Will We Cubans Reconcile?

Haroldo Dilla Alfonso*

Terminal 2 of the Jose Marti Airport where most flights from Miami arrive. Photo: Caridad

HAVANA TIMES, Feb 15 — Recently I had the privilege to be invited to participate in a workshop in Santo Domingo on the issue of national reconciliations. Obviously some ideas were exchanged concerning what should occur in Cuba at some point in time – I imagine in this century.

It was a meeting of very diverse people in terms of gender, age, race, residency and occupations, although everyone there could have been described as being situated on the soft edge yearning for change, but without fatal disruptions, even when they had substantial differences in defining what direction to pursue and how to achieve it.

It was really a moving and intelligent meeting for which we need to thank the organizers: the Friedrich Ebert Foundation and Baruch College (CUNY).
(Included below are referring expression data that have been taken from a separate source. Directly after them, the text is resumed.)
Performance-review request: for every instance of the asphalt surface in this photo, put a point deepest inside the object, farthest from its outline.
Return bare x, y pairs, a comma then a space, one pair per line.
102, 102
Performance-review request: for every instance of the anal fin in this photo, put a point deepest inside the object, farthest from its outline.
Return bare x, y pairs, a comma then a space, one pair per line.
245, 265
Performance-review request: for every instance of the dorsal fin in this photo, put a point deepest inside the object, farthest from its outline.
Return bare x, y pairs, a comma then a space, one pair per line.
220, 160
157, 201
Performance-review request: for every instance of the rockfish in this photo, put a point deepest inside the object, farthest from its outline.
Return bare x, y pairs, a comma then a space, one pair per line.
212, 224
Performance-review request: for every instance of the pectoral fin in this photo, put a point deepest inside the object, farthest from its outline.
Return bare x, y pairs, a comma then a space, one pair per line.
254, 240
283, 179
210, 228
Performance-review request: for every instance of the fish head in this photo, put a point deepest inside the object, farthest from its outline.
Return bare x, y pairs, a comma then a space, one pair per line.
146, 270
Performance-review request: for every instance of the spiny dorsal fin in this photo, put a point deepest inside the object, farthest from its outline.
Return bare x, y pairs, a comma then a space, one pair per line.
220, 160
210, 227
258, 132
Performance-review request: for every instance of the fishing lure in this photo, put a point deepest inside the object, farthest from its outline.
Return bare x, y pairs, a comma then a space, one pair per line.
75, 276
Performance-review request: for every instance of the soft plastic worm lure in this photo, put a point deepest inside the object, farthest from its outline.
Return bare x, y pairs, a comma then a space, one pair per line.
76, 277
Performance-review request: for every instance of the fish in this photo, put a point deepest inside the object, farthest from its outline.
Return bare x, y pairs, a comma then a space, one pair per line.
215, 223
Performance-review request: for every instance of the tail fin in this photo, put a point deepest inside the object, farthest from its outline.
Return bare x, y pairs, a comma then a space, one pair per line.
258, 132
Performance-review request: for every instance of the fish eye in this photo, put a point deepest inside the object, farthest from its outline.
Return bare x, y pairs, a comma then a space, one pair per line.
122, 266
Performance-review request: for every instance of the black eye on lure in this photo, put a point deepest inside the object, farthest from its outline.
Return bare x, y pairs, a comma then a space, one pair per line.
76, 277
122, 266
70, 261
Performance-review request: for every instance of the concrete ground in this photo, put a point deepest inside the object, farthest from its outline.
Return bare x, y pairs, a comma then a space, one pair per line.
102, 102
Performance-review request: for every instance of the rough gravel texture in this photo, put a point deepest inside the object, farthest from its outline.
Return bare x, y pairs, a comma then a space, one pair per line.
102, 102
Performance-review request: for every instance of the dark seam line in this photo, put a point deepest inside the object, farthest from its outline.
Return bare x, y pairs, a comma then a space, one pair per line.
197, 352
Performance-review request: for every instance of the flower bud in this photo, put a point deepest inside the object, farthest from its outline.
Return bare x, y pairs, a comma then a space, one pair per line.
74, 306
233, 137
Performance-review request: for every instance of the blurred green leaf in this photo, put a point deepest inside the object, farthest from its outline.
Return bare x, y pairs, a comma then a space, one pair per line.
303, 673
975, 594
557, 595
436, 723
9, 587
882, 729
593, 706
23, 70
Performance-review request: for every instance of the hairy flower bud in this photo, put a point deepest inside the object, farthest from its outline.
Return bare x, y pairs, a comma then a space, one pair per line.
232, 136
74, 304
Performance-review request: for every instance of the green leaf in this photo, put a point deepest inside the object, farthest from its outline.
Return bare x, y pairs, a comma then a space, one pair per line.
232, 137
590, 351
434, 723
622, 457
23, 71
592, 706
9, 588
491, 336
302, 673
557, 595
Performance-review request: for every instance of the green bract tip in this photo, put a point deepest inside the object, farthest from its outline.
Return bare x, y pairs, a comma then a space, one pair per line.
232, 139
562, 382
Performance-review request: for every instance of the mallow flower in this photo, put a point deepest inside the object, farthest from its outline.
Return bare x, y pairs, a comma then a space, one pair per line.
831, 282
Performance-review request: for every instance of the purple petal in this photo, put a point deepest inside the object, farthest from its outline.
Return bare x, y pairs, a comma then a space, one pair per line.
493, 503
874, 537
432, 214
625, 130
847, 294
For me it was very important because it forced me to weigh an issue for which I’ve never felt a special inclination (probably because I don’t belong to that group of respectable people who mourn their banishment and always keep a sentimental focus on where they were born).

I also think that it’s because I’ve had to spend much time outside my country of birth (sometimes for very long periods, with this latest one for twelve long years and going). In addition, I’ve learned to adopt new homelands (where I link to the same causes that continue tying me to Cuba).

A friend of a friend said that his homeland was wherever he laid his laptop. That’s a prickly statement, excessively hardcore. Nevertheless, I think that is — as one would say in good Dominican — “anda la vaina” (a pretty good way of looking at it).

WE NEED TO DEFINE WHAT WE WANT

But back to topic at hand, I think the issue of reconciliation can cause serious misunderstandings, even between those with the best intentions. Therefore it’s healthy to clearly define what we mean by a term that’s so emotionally charged.

Photo: Caridad

In a plane that I would call “systemic,” reconciliation can never mean returning to a pre-revolutionary Cuba – a land that in the minds of many exiles is seen as the best of all possible worlds.

It’s possible that it was indeed like that for some exiles, but I don’t think that was the situation for the majority of people, those who enthusiastically applauded the revolutionary negation of that state of affairs.

However, it’s undeniable that many virtues will have to be rescued from that past, though the party line and post-revolutionary historiography have endeavored to reduce all of this to purely outmoded sludge. Likewise, it will also have to be defined what should be preserved from post-1959 period.

These are decisions that of course don’t belong to the elites on either side of the Florida Straits or to their second rate intellectuals, but to all Cubans residing on and off the island.

Reconciliation cannot mean the blurring of political ideologies in a political embrace. These will continue to exist, fortunately, with many opposing ideological (political, historical, positional) positions.

But all of them — and their political expressions — will have to accept clear rules of the game to facilitate democratic and pluralistic processes.

Reconciliation cannot omit a priori either the communists (the real ones) or the neo-liberals or any political faction that accepts these rules of the game, because if someone remains outside of the game, reconciliation will be weak and the resulting democracy will be misleading.

Politically, therefore, reconciliation makes us not sisters and brothers, but simply guests.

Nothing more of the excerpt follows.